Its not an all the time thing, though. I often use assignment in a condition statement, in Ruby:

  if value = obj.slow_method
    puts value
  end
I know I had several bugs from the assignment back in my days of coding C/Java in college, and early in my career as a PHP developer, but I can't recall having an issue with it since programming in Ruby. Perhaps the language flow or best-practices manage to avoid the cases when that bug is possible.


If you make it a habit to always reverse comparisons, then the assignments stick out that much more, and remind you that it is, in fact, intentional.


I probably wouldn't pick up this habit simply because

1) You shouldn't be able to make an assignment (by itself) in an if and not get a compiler error in most modern languages.

2) It goes against the logical flow. You are checking if a variable is equivalent to a constant, not if the constant is equivalent to your variable. If your code is read by someone else who is unfamiliar with this practice then they may get confused by the illogical flow of everything.


About 2): So does "string".equals(variable), which is also 'backwards' but safer.


I'd always assumed this was a common teaching.

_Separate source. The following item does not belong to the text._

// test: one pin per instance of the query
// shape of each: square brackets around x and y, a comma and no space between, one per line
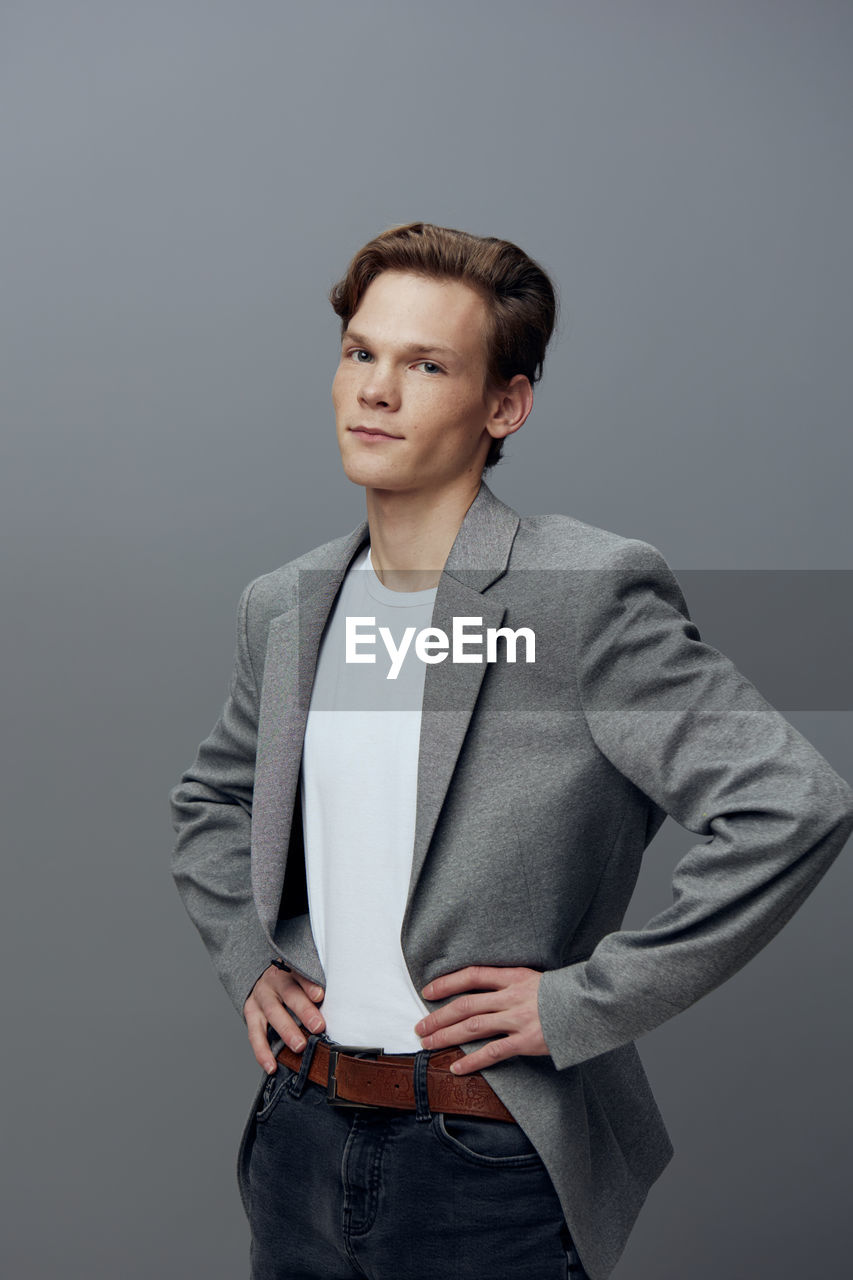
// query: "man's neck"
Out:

I saw it repeatedly in my undergrad CS days, and even saw it in some AP high school classes.


I once read a tip that said:

"Read '=' as 'equals'. Read '==' as 'is equal to'"

I made this error much less after picking up that habit.


For efficiency reasons, try to stop reading source code in your mind. It's best to just feel it. Reading is is akin to mouthing words in a novel; the lip movement is distracting and slows you down.

FWIW, I read = as "set" (the verb "to set") or "assign" or "let".


it's a good trick but letting the compiler warn you is better (and of course always compiling warning-clean so you'll notice it). There's plenty of times where both sides are non-const and this trick won't save you when that happens.


I guess i read it in Code Complete. Yes, it looks ugly; yes, it avoids many bugs.


This is in my project coding standards document and one I actually like :)


It's so nice I do not have to worry about this when writing in python.


"Named must your fear be, before banish it you can."


What's with all the Yoda language here lately, is it a Reddit thing that's spreading?


It's a demonstration of how backwards-sounding can sometimes be right.


you just found this? do you live under a rock?


Clever - that goes in the tool box - thanks!